We wrap up with a final look at Job. Tragedy has struck, his friends have come and flapped their gums and Job has responded. Here in Job 38, God finally responds and speaks. Right away, like some scholars point out, we see that God is NOT answering the questions we've brought up in worship the past two weeks. God doesn't tell Job "why" it's all happened and we don't really hear "where" God's been all this time. Instead, God makes it a "who" question...like "Job, who do you think you are?" and "Who do you think I am?"

We should've known that suffering oughta be a "who" question, but don't we always find ways to treat other people, and God, and personal things as impersonal? Like, on Saturday night I was watching the South Carolina-Alabama game, and to me football is definitely one of those "people treating people impersonally" kinda things.

What I mean is, players on the field can't help but treat their opponents as slightly impersonal - if I'm a linebacker and my job is to destroy such-and-such running back, then do you think I'll spend my time before the snap considering what a lovely personality said halfback has? Will I daydream about his relationship with his mother, or his second-grade nickname, or how he might feel when I tackle him? Negative. All that personal nonsense might take some of my edge off, it gets in the way of what's running through my head - "DESTROY #25 WHEN HE TOUCHES THE BALL." It's similar for the fans, there has to be some suspension of personal humanity to really yell at the other team for no good reason over a football game. But it's nothing personal.

Anyway, during the game, a Carolina player named Moe Brown caught a pass very close to the goal line and had his head/neck sandwiched between two players. He lay limp on the field, all the coaching staff ran out to him, got him on the backboard, and he gave the "thumbs up" heading off the field. And for a moment, the game became human/personal, people talked about who Moe Brown is as a senior captain, and both sides of players and fans cheered when he seemed okay (even though MOST were Alabama fans). All of that is to say, somewhere deep inside most of us I think it makes sense that suffering and hurt demands a personal, human response. In suffering we gotta consider each other's feelings, we need each other, we need real human support (and how about God?).

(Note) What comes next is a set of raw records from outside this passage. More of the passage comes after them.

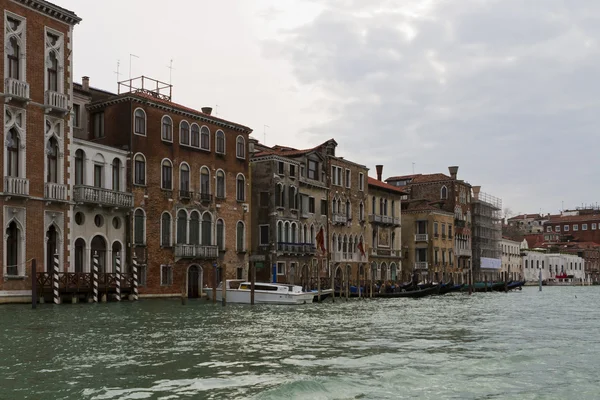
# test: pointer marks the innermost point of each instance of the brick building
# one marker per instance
(37, 54)
(449, 194)
(188, 172)
(384, 213)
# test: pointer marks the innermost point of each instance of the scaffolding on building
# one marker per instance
(487, 229)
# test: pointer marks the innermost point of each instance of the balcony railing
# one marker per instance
(296, 248)
(384, 219)
(205, 197)
(422, 265)
(56, 100)
(16, 186)
(196, 251)
(55, 191)
(339, 218)
(101, 196)
(16, 88)
(421, 237)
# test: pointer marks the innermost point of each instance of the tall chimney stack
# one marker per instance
(379, 171)
(453, 172)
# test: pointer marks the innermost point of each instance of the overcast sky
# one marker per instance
(509, 90)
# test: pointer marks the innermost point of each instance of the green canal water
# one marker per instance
(522, 345)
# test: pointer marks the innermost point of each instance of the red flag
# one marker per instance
(361, 247)
(321, 240)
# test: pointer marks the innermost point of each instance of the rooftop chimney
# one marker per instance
(379, 171)
(453, 172)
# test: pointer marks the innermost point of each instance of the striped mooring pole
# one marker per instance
(95, 277)
(118, 272)
(55, 279)
(135, 278)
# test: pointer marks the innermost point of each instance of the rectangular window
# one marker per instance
(280, 268)
(76, 115)
(313, 172)
(166, 275)
(98, 129)
(264, 234)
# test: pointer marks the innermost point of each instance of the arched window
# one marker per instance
(240, 148)
(195, 135)
(139, 169)
(79, 255)
(12, 145)
(165, 230)
(13, 247)
(14, 59)
(116, 174)
(444, 193)
(220, 139)
(220, 184)
(206, 229)
(79, 167)
(240, 188)
(52, 72)
(220, 234)
(167, 175)
(167, 129)
(204, 183)
(184, 133)
(140, 122)
(139, 227)
(181, 227)
(204, 138)
(240, 237)
(184, 181)
(52, 160)
(195, 228)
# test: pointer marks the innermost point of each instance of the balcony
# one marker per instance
(55, 101)
(463, 252)
(296, 248)
(421, 265)
(55, 192)
(339, 219)
(384, 219)
(421, 237)
(191, 251)
(205, 197)
(102, 197)
(17, 89)
(16, 186)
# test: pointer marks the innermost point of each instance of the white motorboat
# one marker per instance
(238, 291)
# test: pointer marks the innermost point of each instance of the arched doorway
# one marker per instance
(99, 247)
(50, 248)
(194, 281)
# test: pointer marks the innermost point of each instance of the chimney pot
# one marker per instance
(453, 172)
(85, 83)
(379, 171)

So, Job's friends failed as good friends because they failed to treat Job like a who. They didn't seem real concerned with Job's humanity, with his pain and feelings, with the actual suffering man, but just kept talking about Job's situation. It's like it was a case study for them. They pondered theology and regurgitated "wisdom". Job's friends didn't treat God like much of a who either - again, God was just an object of study here.

Satan's character in Job (Chs 1 and 2) points to the deep who questions of suffering, too. As the accuser/adversary, he points at God and humans and strikes at who we all are. Satan implies that God is a fool for thinking people could truly love him, saying that people are only obedient/good so that God will give them good things. And with Job, isn't Satan trying to wield suffering to get the man to doubt who God is, to call God evil and ultimatlely renounce his allegiance to Yahweh? It's a two-pronged attack striking at about the biggest deal in all Creation: the relationship between God and us.

But in the end, through all 38 chapters, Job hasn't renounced God. He's gotten close to blasphemy, for sure, but he never loses sight that God is a who. Job talks to God, pours out all his feeling to God, and won't quit. In the end, Job's friends are silent, Satan is nowhere to be found (so we can assume Job has survived the challenge), and God speaks back. Too many of us see God almost smacking Job down with strong language about how big God is and small Job is. But let's understand that God didn't have to speak to Job at all.

But God does, and it's a word that let's Job know that he doesn't have to try to be in charge, he doesn't need all the "why's" and "where's" and "how's" answered, as long as he holds onto the faith that's kept him alive so far - faith based on a personal God who hears and answers.

Maybe the overall question is, when suffering comes to us would we rather have a book of answers, and the background info, or would we rather just have a good, present, LIVING, loving God? Assuming we can't have both, which do we prefer?